Partial Compression of a Database Table Based on Historical Information
A database partial compression mechanism compresses only part of a database table based on historical information regarding how the database table has been accessed in the past. The function of the database partial compression mechanism may also be governed by a user-specified partial compression policy. When the historical information indicates a portion of a table is not frequently used, the portion of the table is compressed without compressing other portions of the table. The result is a table that is uncompressed for portions that are accessed often and compressed for portions that are accessed less often.
This patent application is related to the following U.S. patent applications: “PARALLEL UNCOMPRESSION OF A PARTIALLY COMPRESSED DATABASE TABLE”, Ser. No. ______, filed on ______; and “DYNAMIC PARTIAL UNCOMPRESSION OF A DATABASE TABLE”, Ser. No. ______, filed on ______. Both of these related patent applications are incorporated herein by reference.

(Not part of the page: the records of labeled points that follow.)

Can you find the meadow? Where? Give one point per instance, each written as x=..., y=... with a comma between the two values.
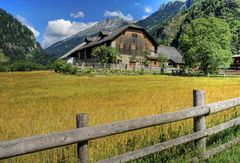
x=33, y=103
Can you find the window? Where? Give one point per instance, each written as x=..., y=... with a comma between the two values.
x=133, y=47
x=134, y=35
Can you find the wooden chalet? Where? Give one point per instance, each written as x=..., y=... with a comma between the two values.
x=128, y=40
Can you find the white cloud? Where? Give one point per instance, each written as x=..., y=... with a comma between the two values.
x=119, y=14
x=148, y=10
x=60, y=29
x=25, y=22
x=144, y=16
x=137, y=4
x=79, y=14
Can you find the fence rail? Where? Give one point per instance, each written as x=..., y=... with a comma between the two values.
x=83, y=134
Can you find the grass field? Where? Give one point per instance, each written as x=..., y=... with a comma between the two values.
x=35, y=103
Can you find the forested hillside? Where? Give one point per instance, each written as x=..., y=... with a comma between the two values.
x=228, y=10
x=18, y=43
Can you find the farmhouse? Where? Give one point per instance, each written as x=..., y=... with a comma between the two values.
x=129, y=41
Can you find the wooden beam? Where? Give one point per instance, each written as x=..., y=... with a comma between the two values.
x=199, y=122
x=215, y=151
x=168, y=144
x=223, y=105
x=82, y=147
x=38, y=143
x=221, y=148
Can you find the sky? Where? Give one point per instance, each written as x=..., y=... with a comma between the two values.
x=55, y=20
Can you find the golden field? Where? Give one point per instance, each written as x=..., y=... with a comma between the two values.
x=34, y=103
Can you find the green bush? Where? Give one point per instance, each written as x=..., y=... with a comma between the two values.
x=4, y=69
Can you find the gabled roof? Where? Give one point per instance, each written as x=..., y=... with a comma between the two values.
x=109, y=37
x=172, y=53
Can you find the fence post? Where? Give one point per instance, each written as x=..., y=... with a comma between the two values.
x=199, y=122
x=82, y=147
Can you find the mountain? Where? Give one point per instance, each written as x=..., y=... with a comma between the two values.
x=18, y=42
x=165, y=13
x=60, y=48
x=229, y=10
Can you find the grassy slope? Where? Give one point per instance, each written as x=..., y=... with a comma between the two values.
x=41, y=102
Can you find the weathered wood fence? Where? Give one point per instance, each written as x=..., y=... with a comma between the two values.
x=83, y=133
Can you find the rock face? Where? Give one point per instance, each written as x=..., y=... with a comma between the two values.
x=164, y=14
x=60, y=48
x=18, y=42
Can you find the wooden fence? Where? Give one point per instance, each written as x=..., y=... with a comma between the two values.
x=83, y=134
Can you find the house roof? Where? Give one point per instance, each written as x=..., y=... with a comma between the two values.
x=109, y=37
x=172, y=53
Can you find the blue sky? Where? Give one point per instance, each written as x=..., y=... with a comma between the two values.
x=54, y=20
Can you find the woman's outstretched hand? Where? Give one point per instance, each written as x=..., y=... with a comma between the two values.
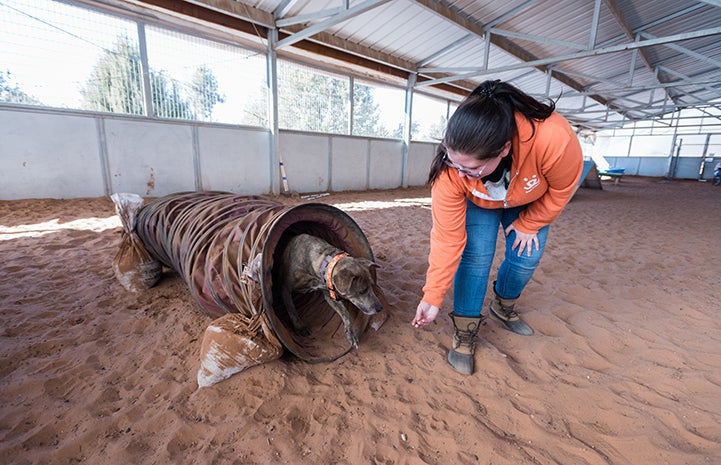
x=523, y=241
x=425, y=314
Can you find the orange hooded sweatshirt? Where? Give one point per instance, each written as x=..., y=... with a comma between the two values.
x=545, y=170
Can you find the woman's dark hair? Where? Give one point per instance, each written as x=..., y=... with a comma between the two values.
x=484, y=122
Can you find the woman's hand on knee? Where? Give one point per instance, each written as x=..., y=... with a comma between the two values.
x=523, y=241
x=425, y=314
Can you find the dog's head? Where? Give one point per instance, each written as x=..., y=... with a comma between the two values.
x=352, y=281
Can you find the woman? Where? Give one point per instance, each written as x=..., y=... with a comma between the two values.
x=509, y=160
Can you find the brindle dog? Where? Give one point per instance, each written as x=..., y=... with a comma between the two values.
x=309, y=263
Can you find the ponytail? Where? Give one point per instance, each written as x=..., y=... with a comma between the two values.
x=485, y=121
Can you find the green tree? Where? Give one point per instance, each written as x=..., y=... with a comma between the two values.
x=312, y=101
x=13, y=94
x=204, y=93
x=116, y=85
x=366, y=113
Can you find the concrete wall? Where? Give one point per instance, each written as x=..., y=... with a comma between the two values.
x=56, y=154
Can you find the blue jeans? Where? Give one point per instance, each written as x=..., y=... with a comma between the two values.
x=471, y=279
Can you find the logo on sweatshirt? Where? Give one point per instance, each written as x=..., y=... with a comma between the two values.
x=531, y=183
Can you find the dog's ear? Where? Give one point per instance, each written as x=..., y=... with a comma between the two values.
x=368, y=263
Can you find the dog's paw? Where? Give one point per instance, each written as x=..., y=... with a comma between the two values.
x=302, y=331
x=352, y=338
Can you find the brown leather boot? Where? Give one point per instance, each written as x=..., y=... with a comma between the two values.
x=503, y=310
x=464, y=342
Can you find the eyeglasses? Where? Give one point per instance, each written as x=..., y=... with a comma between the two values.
x=466, y=172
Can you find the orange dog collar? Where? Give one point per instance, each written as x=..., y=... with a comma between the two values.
x=329, y=274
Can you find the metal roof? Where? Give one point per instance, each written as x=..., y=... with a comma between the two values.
x=605, y=61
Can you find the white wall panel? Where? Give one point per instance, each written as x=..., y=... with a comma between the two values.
x=149, y=158
x=306, y=159
x=49, y=156
x=385, y=164
x=234, y=160
x=349, y=163
x=420, y=157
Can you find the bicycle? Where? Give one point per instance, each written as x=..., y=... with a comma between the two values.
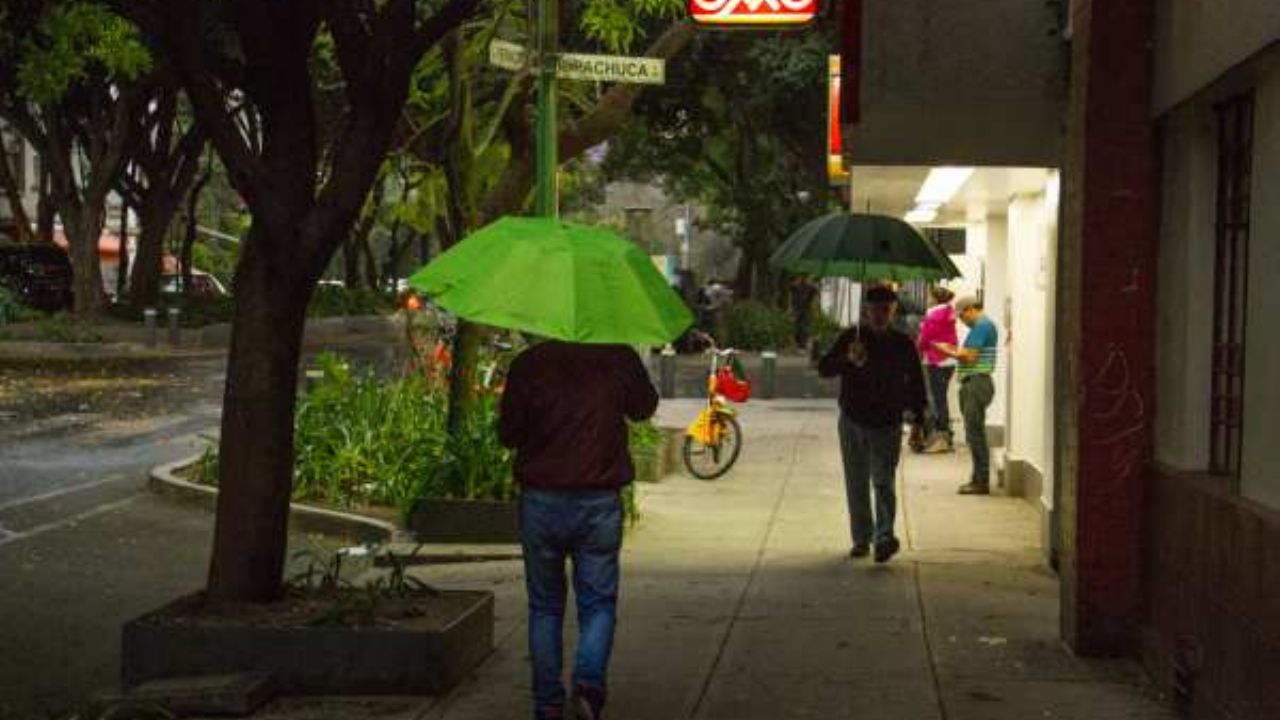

BACKGROUND1. Technical Field
This disclosure generally relates to computer systems, and more specifically relates to database systems.
2. Background Art
Database systems have been developed that allow a computer to store a large amount of information in a way that allows a user to search for and retrieve specific information in the database. For example, an insurance company may have a database that includes all of its policy holders and their current account information, including payment history, premium amount, policy number, policy type, exclusions to coverage, etc. A database system allows the insurance company to retrieve the account information for a single policy holder among the thousands and perhaps millions of policy holders in its database. Retrieval of information from a database is typically done using queries. A database query typically includes one or more predicate expressions interconnected with logical operators.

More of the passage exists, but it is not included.